2. Pay Lessor all sums for rent, advertising, work days, etc. as due.
3. Vacate the premises as otherwise described in this lease. Lessor agrees to refund Lessee's deposit (subject to the conditions of Section 3.2 [providing the Lessor may keep all or any part of deposit in event of any default by Lessee]) if Lessee elects to exercise his right to terminate as described above.

(Emphasis in original).

Exhibit A, attached to the lease and expressly incorporated into the terms of the lease, provided general policies regarding specific deadlines and late fees for paying rent, the number of days the lessee is required to work at the antique mall and related policies, guidelines for proper maintenance of the space, and store hours. It also provided that lessees like Gen's Antiques were required to conductall sales through the "front desk at Grace Hart & Co.," but it did not provide specific procedures for the reimbursement of payments made to Hart & Co. for the lessee's merchandise.

This suit arose from a dispute that occurred on December 11, 2007. Gen's Antiques argues that Grace Hart, president of Hart & Co., became irrational and told McKenzie and her business partner, Gregory Nolte, to leave the premises and never come back. Hart & Co. argues that McKenzie is the one who became angry and chose to leave the mall without giving notice as required by the leases.

Hart & Co. sent Gen's Antiques a letter dated December 12, 2007 to the address "805 Sandman, Houston, TX." This letter stated,

This is to inform you that since you defaulted on the contract and moved out on your own volition, you automatically forfeit all your deposits. Please refer to [the section of the lease describing acts constituting default].
Effective with this letter, neither you, Gret Morgan McKenzie or your associate Gregory Joseph Nolte are permitted on or in the premises of Grace Hart and Company. . . .
All further communications are to be presented to attorney Walter Wright . . . and not to us. Any checks that you may have coming will be mailed within 5 days of our normal processing date.
We are sorry that you have elected to take this action and we wish you success in whatever plans you have for the future.

Hart & Co.'s attorney sent a second letter to both McKenzie and Nolte dated December 17, 2007. The letter stated that it was in reference to

your trespass upon and around the premises of Grace Hart & Company at 313 West 19th Street; your slander and/or libel of Ms. Hart and Grace Hart & Co. directed toward the dealers in the shop andmore especially toward prospective shop patrons; your terroristic threats upon Ms. Grace Hart and your disorderly conduct and drunkenness in and around the premises of Grace Hart & Company.

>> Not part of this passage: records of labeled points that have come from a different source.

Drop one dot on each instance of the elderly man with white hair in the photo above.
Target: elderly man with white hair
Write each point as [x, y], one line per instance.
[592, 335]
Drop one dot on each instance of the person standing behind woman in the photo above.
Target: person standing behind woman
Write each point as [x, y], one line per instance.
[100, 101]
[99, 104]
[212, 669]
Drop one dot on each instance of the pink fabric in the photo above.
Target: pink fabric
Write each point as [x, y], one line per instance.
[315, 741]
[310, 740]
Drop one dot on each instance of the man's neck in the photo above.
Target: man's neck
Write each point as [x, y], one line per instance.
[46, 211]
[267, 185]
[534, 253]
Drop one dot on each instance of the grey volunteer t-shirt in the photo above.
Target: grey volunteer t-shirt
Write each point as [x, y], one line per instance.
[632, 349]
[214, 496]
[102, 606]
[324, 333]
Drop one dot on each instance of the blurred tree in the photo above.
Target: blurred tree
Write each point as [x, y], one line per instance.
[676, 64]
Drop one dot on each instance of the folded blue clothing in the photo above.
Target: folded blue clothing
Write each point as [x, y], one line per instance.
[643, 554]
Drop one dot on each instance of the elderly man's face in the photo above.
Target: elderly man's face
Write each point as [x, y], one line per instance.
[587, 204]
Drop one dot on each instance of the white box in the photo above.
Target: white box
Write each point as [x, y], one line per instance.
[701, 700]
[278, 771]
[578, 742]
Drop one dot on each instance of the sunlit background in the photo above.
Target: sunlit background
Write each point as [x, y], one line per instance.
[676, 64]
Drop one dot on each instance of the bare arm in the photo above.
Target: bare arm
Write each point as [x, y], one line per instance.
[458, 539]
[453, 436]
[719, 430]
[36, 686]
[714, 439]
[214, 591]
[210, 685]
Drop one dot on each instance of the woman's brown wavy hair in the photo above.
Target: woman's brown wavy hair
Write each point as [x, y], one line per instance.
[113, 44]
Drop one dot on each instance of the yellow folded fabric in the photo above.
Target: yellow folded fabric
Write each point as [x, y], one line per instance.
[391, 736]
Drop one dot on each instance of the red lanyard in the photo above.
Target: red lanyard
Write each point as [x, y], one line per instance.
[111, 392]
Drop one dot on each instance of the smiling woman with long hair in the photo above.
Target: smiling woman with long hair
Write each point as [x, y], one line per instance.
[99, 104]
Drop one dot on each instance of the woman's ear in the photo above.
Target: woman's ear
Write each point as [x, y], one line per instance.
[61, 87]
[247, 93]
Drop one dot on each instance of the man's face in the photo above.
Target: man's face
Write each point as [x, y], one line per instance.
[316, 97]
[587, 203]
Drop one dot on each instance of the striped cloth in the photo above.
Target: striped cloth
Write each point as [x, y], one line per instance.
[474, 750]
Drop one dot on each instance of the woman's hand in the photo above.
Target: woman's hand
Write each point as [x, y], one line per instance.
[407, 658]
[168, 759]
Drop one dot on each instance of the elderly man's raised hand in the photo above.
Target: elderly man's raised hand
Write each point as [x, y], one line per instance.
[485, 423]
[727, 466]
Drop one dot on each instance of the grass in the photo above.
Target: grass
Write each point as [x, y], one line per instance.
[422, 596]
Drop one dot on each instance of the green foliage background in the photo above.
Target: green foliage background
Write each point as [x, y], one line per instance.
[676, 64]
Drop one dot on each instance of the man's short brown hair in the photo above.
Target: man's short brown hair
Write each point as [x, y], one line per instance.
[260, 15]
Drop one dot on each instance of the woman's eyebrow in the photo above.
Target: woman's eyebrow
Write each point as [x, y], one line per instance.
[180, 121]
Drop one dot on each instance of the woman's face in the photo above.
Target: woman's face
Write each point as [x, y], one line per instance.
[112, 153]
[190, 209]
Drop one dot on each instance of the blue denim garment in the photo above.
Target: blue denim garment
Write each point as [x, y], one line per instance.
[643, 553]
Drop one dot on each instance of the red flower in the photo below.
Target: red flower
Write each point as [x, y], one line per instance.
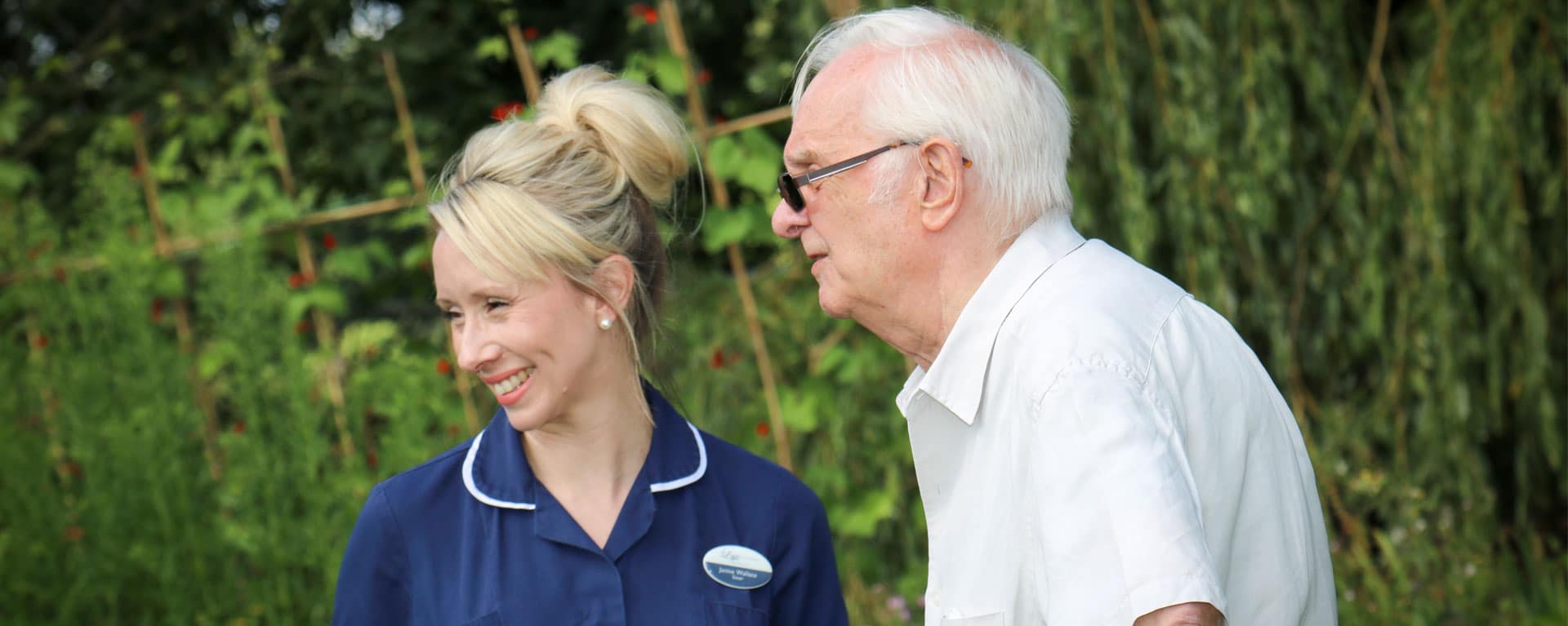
[506, 110]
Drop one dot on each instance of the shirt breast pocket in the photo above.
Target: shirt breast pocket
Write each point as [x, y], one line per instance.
[720, 614]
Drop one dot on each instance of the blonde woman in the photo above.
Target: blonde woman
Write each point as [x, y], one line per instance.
[587, 499]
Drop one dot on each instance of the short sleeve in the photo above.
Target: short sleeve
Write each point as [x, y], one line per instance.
[804, 570]
[1121, 531]
[372, 584]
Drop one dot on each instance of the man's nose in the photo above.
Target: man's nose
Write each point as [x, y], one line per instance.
[787, 222]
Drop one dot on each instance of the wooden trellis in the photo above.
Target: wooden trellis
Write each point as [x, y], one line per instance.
[332, 375]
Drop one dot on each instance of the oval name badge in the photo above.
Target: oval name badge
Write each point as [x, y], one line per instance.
[737, 566]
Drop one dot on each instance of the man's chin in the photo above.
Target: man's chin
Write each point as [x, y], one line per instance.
[830, 306]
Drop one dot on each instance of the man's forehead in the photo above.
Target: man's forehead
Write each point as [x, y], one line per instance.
[830, 109]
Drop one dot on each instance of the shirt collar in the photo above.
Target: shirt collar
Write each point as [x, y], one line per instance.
[957, 377]
[496, 469]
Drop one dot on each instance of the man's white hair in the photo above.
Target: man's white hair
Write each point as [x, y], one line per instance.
[947, 79]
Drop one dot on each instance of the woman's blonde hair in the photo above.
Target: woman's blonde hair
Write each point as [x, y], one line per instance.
[571, 185]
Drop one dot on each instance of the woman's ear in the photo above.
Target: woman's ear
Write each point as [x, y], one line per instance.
[617, 280]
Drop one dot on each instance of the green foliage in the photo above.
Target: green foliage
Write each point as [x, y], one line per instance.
[1377, 202]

The December 17, 2007 letter went on to inform McKenzie and Nolte that "your inappropriate and uncalled for actions . . . will no longer be tolerated." They were advised not to enter the premises under any circumstances or confront, make comment to, or interfere with any employees, dealers, or patrons. The letter concluded:

Your recent conduct and acts of slander and/or libel have already resulted in an actionable cause of action against you for monetary and punitive damages. Your theft and misuse of the confidential business records of Grace Hart & Co. will result in criminal charges being filed against you personally under all applicable criminal statutes and laws that apply in Harris County, in the City of Houston, in the State of Texas or in the United States.